Tuesday, February 08, 2005

Google is your friend

After a long hiatus, I'm going to start blogging again with this paper on "Automatic Meaning Discovery using Google" by Paul Vitanyi (the Kolmogorov complexity guy) and Rudi Cilibrasi, which has generated a flurry of interest, even sparking a slashdot discussion. The essence of the paper is this : Using the page counts returned by the Google search engine to define a distribution over words and word pairs and using it to automatically extract meaning from the world wide web. For example, the number of page counts returned by the query "horse"+"rider"(about 2,710,000) versus "hoarse"+"rider"(31,400) gives some information on the semantic associations between these words. In this way they are trying to exploit the huge but low-quality information source that is the world wide web to generate a lexicon and an ontology, in comparison to Cyc for example which is building a hand-crafted knowledge base.

The idea has been suggested before but this is the first realistic attempt that I know of. Their approach is interesting for two reasons. First, it has strong theoretical justification: an argument based on Kolmogorov complexity and optimal string encodings. Basically the metric they use, called the Normalized Google Distance, is universal w.r.t. the Google Distance of individual authors ie. the NGD of any two words is within a linear factor of the GD of those words in the web documents originating from any one source.

Secondly they have impressive experimental results, especially one involving the heirarchical classification of a set of numbers and colours. Another set of experiments uses the NGD between an instance word and a set of "anchor" words to define a set of features that is used as input to an SVM. By using the correct set of anchor words, they were able to classify all words that are "electrical" terms with 100% accuracy.

Tuesday, December 07, 2004

Godel Demystified

Apu Kapadia asked me some questions today about "Logic and Godel and stuff" and I sent him a long mail putting it all in a nutshell. I thought it might be useful to reproduce it here. The following is a massively condensed description of First Order Logic and its (in-)completeness theorems. I have not ventured into any philosophical speculations. A good book for that would be Douglas Hofstadter's Godel,Escher, Bach.

Every First Order Logic theory is in a language (say L) with 3 kinds of symbols - predicates, constants and functions. So you can make a statement like P(a,b) ^ Q(f(b),c) which means "P holds of a and b, and Q holds of f(b) and c".

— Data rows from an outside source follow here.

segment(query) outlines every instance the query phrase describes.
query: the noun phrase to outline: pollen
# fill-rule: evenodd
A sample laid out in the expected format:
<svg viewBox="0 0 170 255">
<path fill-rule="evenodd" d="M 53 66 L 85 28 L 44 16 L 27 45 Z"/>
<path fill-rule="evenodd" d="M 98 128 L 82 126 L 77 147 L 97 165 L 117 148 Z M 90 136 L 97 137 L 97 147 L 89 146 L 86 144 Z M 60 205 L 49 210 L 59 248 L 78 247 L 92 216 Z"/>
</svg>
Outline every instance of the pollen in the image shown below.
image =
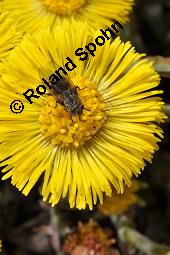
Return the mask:
<svg viewBox="0 0 170 255">
<path fill-rule="evenodd" d="M 84 77 L 72 77 L 77 93 L 84 105 L 80 116 L 68 113 L 57 98 L 47 96 L 39 116 L 41 132 L 53 144 L 61 147 L 79 147 L 91 139 L 106 120 L 106 108 L 96 84 Z"/>
<path fill-rule="evenodd" d="M 41 0 L 48 11 L 57 15 L 71 15 L 85 6 L 87 0 Z"/>
</svg>

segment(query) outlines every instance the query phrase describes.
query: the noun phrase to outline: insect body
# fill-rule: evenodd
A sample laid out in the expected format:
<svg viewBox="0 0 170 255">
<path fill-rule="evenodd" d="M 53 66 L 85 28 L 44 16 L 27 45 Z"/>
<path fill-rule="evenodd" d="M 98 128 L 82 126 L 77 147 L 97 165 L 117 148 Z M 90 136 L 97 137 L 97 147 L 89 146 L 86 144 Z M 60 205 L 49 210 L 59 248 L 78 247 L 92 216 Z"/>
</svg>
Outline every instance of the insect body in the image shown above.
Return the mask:
<svg viewBox="0 0 170 255">
<path fill-rule="evenodd" d="M 71 80 L 64 77 L 58 80 L 53 76 L 49 81 L 53 94 L 59 97 L 57 102 L 63 105 L 70 115 L 80 116 L 84 105 L 77 94 L 77 87 L 72 84 Z"/>
</svg>

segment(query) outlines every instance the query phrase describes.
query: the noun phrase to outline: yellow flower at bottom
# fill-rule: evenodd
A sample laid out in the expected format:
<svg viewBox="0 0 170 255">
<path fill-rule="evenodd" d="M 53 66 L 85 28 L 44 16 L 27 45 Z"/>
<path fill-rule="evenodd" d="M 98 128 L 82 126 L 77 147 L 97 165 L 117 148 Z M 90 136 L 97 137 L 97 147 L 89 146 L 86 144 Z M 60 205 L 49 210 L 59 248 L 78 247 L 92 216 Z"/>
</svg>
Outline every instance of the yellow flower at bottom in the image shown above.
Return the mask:
<svg viewBox="0 0 170 255">
<path fill-rule="evenodd" d="M 122 193 L 145 161 L 151 162 L 163 137 L 157 123 L 165 119 L 164 103 L 158 96 L 162 91 L 152 90 L 160 80 L 152 63 L 120 38 L 106 40 L 94 57 L 79 60 L 75 50 L 94 38 L 86 24 L 76 22 L 26 36 L 10 54 L 2 75 L 3 179 L 11 178 L 28 195 L 42 176 L 43 198 L 53 206 L 68 195 L 71 207 L 92 209 L 98 199 L 103 203 L 104 193 Z M 68 95 L 64 106 L 64 95 L 51 90 L 32 98 L 32 104 L 23 96 L 28 89 L 38 96 L 41 76 L 49 77 L 55 66 L 64 67 L 66 57 L 77 66 L 68 73 L 76 100 L 84 107 L 77 116 L 69 112 L 75 100 L 69 105 Z M 24 104 L 21 114 L 10 110 L 14 99 Z"/>
<path fill-rule="evenodd" d="M 128 21 L 134 0 L 3 0 L 2 11 L 9 11 L 25 32 L 55 29 L 65 20 L 87 22 L 94 30 L 109 27 L 113 20 Z"/>
</svg>

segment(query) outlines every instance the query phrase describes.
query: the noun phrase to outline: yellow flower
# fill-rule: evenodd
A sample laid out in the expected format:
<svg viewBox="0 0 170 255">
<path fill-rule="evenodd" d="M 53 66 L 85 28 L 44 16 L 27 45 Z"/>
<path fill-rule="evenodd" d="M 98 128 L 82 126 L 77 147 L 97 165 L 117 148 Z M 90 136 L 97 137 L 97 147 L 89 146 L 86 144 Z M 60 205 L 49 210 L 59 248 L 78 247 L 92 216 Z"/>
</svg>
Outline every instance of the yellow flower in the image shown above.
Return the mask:
<svg viewBox="0 0 170 255">
<path fill-rule="evenodd" d="M 130 187 L 125 188 L 123 194 L 113 191 L 112 196 L 105 197 L 103 204 L 98 206 L 99 211 L 105 215 L 119 214 L 127 211 L 130 206 L 142 202 L 136 192 L 143 187 L 144 184 L 135 180 Z"/>
<path fill-rule="evenodd" d="M 84 49 L 92 37 L 87 24 L 76 22 L 27 35 L 10 54 L 1 78 L 3 179 L 11 177 L 28 195 L 42 176 L 42 195 L 52 206 L 68 194 L 71 207 L 92 209 L 104 193 L 111 196 L 114 188 L 122 193 L 145 161 L 151 162 L 163 137 L 157 123 L 165 119 L 164 103 L 158 96 L 162 91 L 154 89 L 160 78 L 152 63 L 120 38 L 106 39 L 95 57 L 81 61 L 75 50 Z M 77 66 L 68 77 L 85 107 L 81 116 L 70 116 L 38 86 L 41 73 L 47 79 L 56 66 L 74 66 L 66 57 Z M 23 96 L 28 89 L 35 97 L 44 95 L 30 104 Z M 14 99 L 24 104 L 21 114 L 10 110 Z"/>
<path fill-rule="evenodd" d="M 73 18 L 95 30 L 110 26 L 113 20 L 124 24 L 133 4 L 134 0 L 3 0 L 2 10 L 10 11 L 20 28 L 32 33 Z"/>
<path fill-rule="evenodd" d="M 20 38 L 21 32 L 9 13 L 0 14 L 0 62 L 8 56 Z"/>
</svg>

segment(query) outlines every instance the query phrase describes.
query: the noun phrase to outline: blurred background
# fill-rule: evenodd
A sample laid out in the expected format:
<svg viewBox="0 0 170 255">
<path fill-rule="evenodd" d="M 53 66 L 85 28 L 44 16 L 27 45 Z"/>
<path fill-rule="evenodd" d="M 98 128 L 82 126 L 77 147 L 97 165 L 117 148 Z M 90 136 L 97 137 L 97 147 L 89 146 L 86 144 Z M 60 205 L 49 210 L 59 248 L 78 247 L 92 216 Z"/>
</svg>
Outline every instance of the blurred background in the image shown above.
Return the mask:
<svg viewBox="0 0 170 255">
<path fill-rule="evenodd" d="M 137 51 L 154 57 L 170 112 L 170 0 L 138 0 L 122 34 Z M 170 123 L 164 140 L 140 176 L 137 199 L 126 209 L 106 213 L 71 210 L 66 201 L 52 209 L 38 185 L 24 197 L 6 182 L 0 185 L 0 254 L 116 255 L 168 254 L 170 247 Z M 124 198 L 125 202 L 128 198 Z M 117 200 L 118 201 L 118 200 Z M 116 203 L 116 202 L 115 202 Z M 93 221 L 91 221 L 93 220 Z M 90 221 L 90 222 L 89 222 Z M 79 223 L 81 222 L 81 223 Z M 107 230 L 106 230 L 107 228 Z M 135 232 L 136 231 L 136 232 Z M 70 235 L 71 233 L 71 235 Z M 147 246 L 148 245 L 148 246 Z M 143 247 L 144 246 L 144 247 Z M 89 250 L 94 250 L 89 253 Z"/>
</svg>

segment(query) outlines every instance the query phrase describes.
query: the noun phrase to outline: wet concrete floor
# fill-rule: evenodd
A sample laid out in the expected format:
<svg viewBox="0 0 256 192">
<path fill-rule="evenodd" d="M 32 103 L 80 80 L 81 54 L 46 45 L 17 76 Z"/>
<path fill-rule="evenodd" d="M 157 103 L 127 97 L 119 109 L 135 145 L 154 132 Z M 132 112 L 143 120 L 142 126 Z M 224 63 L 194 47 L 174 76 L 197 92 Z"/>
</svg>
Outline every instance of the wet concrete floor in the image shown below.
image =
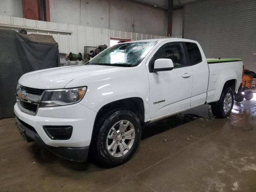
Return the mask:
<svg viewBox="0 0 256 192">
<path fill-rule="evenodd" d="M 0 120 L 0 191 L 256 192 L 256 100 L 224 119 L 209 106 L 144 127 L 134 156 L 111 169 L 44 152 Z"/>
</svg>

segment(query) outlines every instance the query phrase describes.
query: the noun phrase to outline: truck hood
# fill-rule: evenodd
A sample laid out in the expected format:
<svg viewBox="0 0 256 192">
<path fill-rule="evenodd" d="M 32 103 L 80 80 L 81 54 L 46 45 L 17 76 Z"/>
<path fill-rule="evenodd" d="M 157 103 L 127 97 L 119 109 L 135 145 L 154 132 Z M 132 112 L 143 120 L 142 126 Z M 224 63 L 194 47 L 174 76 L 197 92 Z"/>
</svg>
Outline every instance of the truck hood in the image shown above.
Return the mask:
<svg viewBox="0 0 256 192">
<path fill-rule="evenodd" d="M 19 83 L 24 86 L 38 89 L 61 88 L 77 78 L 100 76 L 125 68 L 92 65 L 50 68 L 26 73 L 19 79 Z"/>
</svg>

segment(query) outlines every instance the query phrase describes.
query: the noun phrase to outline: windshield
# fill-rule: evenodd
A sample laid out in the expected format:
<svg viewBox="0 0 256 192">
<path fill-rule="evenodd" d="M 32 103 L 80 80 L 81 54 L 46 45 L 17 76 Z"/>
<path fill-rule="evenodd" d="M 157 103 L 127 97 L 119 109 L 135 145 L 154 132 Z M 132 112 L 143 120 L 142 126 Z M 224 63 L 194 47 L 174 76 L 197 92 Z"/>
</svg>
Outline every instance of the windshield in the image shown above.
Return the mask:
<svg viewBox="0 0 256 192">
<path fill-rule="evenodd" d="M 156 42 L 118 44 L 100 53 L 86 64 L 134 67 L 138 65 Z"/>
</svg>

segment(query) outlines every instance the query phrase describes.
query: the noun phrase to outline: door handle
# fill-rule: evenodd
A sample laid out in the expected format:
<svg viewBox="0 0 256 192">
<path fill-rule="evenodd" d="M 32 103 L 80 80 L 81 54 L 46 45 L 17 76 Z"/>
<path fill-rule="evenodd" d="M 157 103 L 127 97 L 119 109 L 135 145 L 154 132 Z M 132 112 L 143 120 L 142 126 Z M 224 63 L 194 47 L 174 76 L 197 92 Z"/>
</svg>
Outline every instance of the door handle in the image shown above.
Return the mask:
<svg viewBox="0 0 256 192">
<path fill-rule="evenodd" d="M 191 75 L 189 73 L 186 73 L 182 75 L 182 77 L 183 78 L 188 78 L 191 76 Z"/>
</svg>

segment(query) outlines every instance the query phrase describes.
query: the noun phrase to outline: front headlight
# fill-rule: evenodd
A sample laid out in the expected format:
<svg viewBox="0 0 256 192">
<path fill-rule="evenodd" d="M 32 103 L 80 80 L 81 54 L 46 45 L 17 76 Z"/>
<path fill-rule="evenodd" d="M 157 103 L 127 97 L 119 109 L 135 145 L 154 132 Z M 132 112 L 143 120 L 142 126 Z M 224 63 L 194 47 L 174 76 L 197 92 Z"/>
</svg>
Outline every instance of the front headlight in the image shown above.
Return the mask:
<svg viewBox="0 0 256 192">
<path fill-rule="evenodd" d="M 62 106 L 77 103 L 83 98 L 87 88 L 87 87 L 83 87 L 46 90 L 43 94 L 40 107 Z"/>
</svg>

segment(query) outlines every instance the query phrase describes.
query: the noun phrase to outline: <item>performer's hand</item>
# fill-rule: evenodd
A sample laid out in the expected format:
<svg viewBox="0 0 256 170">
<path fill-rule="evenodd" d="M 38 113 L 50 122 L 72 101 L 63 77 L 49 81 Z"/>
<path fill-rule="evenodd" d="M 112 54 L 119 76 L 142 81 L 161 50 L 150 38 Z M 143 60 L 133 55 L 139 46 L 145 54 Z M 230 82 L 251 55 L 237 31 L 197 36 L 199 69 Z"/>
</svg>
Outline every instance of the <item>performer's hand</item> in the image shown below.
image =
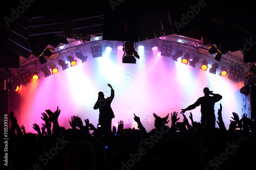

To give semantics to a first order formula, each of these symbols must have an interpretation. This is done by using what is called an L-structure. There are two things required for an L-structure, first a set of objects called the universe, and an interpretation for each symbol of L w.r.t this universe. So each constant refers to some element of the universe and each function symbol (predicate symbol) refers to a function (relation) on the domain of these objects. Depending on how you define your L-structure M, it can either satisfy a First order formula 'phi' written in the language L, or not. If it does, it's called a model and you write M |= phi. For eg. suppose G= (U, @) is an L-structure for the language L with just the relational symbol P, s.t. @ is commutative over U. @ is the interpretation of P in G. Therefore G |= P(x,y) = P(y,x).

Suppose you have two formulas phi and psi s.t. every model of phi is a model of psi, then you write phi |= psi .

Now we need to define provability. First we define a set of syntactic manipulations you can do to a formula to get another one. If by taking some fomulas (axioms) Sigma and doing those manipulations you get phi, then you can write Sigma |- phi. For eg. Modus Ponens: if you have Sigma |- phi => psi and Sigma |- phi, then you can say Sigma |- psi .

Godel's Completeness theorem states that, Sigma |- psi iff Sigma |= psi. So in one sense the notion of provability captures the notion of truth, but only if by truth you mean what statements your axioms can entail.
Godel's Incompleteness theorem however says this: Let L contain the symbols {0, S, +, x, <}. Consider an L-structure NN defined in this way: Take N as the set of natural numbers and define the other symbols in the obvious way (S is the successor function so S(0) is 1, S(S(0)) is 2 etc). Let Th(NN) be all the formulas written in L that are true in the model NN. Can we find an axiomatization of Th(NN), ie. a set of formulas Sigma, s.t. if NN |= phi then Sigma |- phi ? Can we do it so that Sigma is computable ie. there exists an algorithm which recognizes if some formula belongs in the set of axioms Sigma? Godel showed that this was impossible. Church showed in addition that Th(NN) is algorithmically undecidable.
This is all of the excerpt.